A new USA Today/Gallup poll finds Americans saying the Republicans in Congress would do a better job than the Democrats in Congress of handling seven of nine key election issues. The parties are essentially tied on healthcare, with the environment being the lone Democratic strength.
The Republicans’ advantage on most issues is an indication of the currently favorable political environment for the party. Of particular note is the parity between the two parties on healthcare, an issue on which Americans historically have viewed the Democrats as superior.
A similar USA Today/Gallup poll conducted in October 2006, just prior to Democrats’ major gains in that fall’s elections, highlights the potential implications of these findings. That poll, which includes several issues measured in the current survey, found the Democrats leading on all eight issues tested at that time, including some usual Republican strengths like terrorism and moral values.
With Republicans now having the advantage on most issues, the party may be poised to make major gains in congressional seats, just as the Democrats did in 2006. Indeed, Gallup tracking of registered voters’ preferences in the 2010 generic ballot for Congress continues to find the Republicans ahead of the Democrats, as it has for the past five weeks.

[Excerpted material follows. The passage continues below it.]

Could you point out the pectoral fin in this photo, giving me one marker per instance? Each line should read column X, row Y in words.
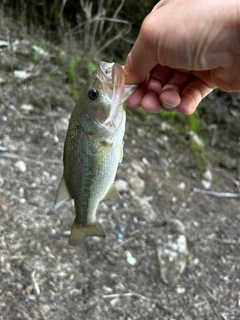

Republicans’ perceptual advantage on most key election issues reinforces the party’s advantageous positioning heading into the stretch run of the 2010 election campaign. It is not clear whether Americans give the Republicans the edge on these issues because they have confidence in the GOP to make progress in addressing the major problems facing the country, or whether the ratings have more to do with the public’s frustration with the incumbent Democratic Party’s performance to date.
The Democrats’ hopes for improving their fortunes may hinge on convincing voters they have superior plans for jump-starting the economy, the issue of uppermost importance in Americans’ minds. That could be tough to do when, after nearly 20 months of Democratic leadership in Congress and the White House, Americans’ opinions of the economy remain negative and have become more pessimistic in recent weeks.